Transisi musim ini memang seringkali identik dengan peningkatan suhu yang cukup signifikan.
Wilayah Terdampak dan Prediksi Peredaan Suhu
Gelombang panas ekstrem ini tidak hanya menerpa Jakarta. Beberapa wilayah di Pulau Jawa dan Nusa Tenggara juga menjadi korban utama, di antaranya:
- DKI Jakarta: Mencatat suhu mencapai 35 derajat Celsius.
- Surabaya dan Sidoarjo, Jawa Timur: Suhu mencatatkan rekor tertinggi hingga 36 derajat Celsius.
- Semarang, Grobogan, dan Sragen (Jawa Tengah): Suhu berkisar antara 34-35 derajat Celsius.
- Bali dan Nusa Tenggara: Mencatat suhu sekitar 35 derajat Celsius.

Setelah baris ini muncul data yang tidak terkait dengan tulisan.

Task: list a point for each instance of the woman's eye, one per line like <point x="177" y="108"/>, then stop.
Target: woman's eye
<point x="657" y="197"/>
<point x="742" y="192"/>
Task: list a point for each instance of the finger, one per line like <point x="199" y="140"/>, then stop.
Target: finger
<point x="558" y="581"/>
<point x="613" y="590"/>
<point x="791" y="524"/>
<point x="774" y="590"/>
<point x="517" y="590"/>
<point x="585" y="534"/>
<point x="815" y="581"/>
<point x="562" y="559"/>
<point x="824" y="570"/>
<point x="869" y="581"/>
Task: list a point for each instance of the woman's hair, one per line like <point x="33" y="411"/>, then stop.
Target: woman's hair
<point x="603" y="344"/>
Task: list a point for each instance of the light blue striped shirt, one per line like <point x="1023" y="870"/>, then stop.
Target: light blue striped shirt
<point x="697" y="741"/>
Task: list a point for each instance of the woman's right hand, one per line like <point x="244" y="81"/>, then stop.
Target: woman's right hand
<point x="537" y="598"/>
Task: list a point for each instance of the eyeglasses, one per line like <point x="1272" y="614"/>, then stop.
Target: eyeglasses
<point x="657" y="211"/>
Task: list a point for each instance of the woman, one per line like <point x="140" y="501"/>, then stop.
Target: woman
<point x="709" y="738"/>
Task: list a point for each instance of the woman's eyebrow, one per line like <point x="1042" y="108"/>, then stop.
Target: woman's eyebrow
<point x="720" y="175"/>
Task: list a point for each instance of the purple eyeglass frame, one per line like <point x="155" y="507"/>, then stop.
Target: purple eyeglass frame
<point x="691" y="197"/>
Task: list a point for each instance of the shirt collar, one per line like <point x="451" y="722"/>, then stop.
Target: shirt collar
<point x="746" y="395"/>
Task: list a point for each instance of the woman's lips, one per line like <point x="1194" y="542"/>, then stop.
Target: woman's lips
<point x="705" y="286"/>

BMKG memprediksi bahwa cuaca panas ekstrem yang mencekik ini tidak akan berlangsung lama. Suhu diperkirakan akan mulai mereda pada akhir Oktober hingga awal November 2025.

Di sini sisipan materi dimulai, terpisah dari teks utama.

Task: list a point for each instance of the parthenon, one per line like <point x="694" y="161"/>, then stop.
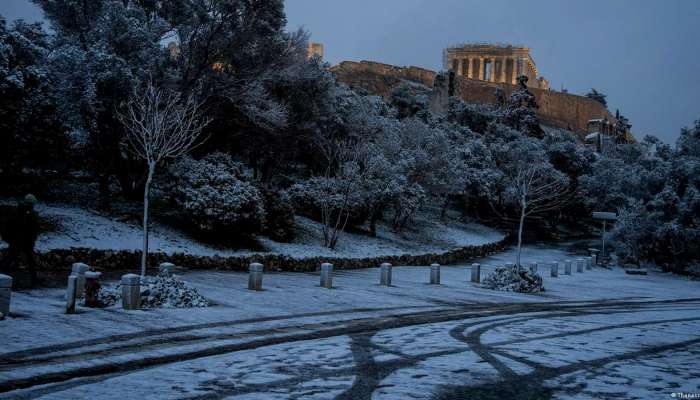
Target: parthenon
<point x="494" y="63"/>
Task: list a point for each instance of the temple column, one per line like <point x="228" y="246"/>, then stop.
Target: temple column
<point x="504" y="64"/>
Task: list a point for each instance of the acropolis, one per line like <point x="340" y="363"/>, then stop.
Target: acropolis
<point x="494" y="63"/>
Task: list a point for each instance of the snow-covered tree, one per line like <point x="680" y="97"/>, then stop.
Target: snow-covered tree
<point x="159" y="126"/>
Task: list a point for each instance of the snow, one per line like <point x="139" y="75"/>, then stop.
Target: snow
<point x="90" y="229"/>
<point x="597" y="315"/>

Peredaan ini diharapkan seiring dengan mulai meningkatnya tutupan awan dan kedatangan musim hujan yang dinanti-nantikan.
Imbauan BMKG: Hindari Dehidrasi dan Kurangi Aktivitas Berat
Menanggapi kondisi yang berisiko ini, BMKG memberikan sejumlah imbauan penting kepada masyarakat sebagai langkah antisipasi.
Masyarakat disarankan untuk sebisa mungkin menghindari paparan langsung sinar matahari terutama pada rentang waktu paling panas, yakni antara pukul 10.00 hingga 16.00 WIB. Penggunaan pelindung diri menjadi wajib: topi, payung, dan sunscreen harus menjadi perlengkapan standar saat beraktivitas di luar ruangan.
Yang paling penting, masyarakat wajib memperbanyak konsumsi air putih untuk menghindari dehidrasi serius (heatstroke).
"Bagi masyarakat yang banyak beraktivitas di luar ruangan, sebaiknya mengurangi kegiatan fisik berat pada siang hari, terutama bagi anak-anak dan lansia," tutup Guswanto, menekankan pentingnya perhatian ekstra bagi kelompok rentan.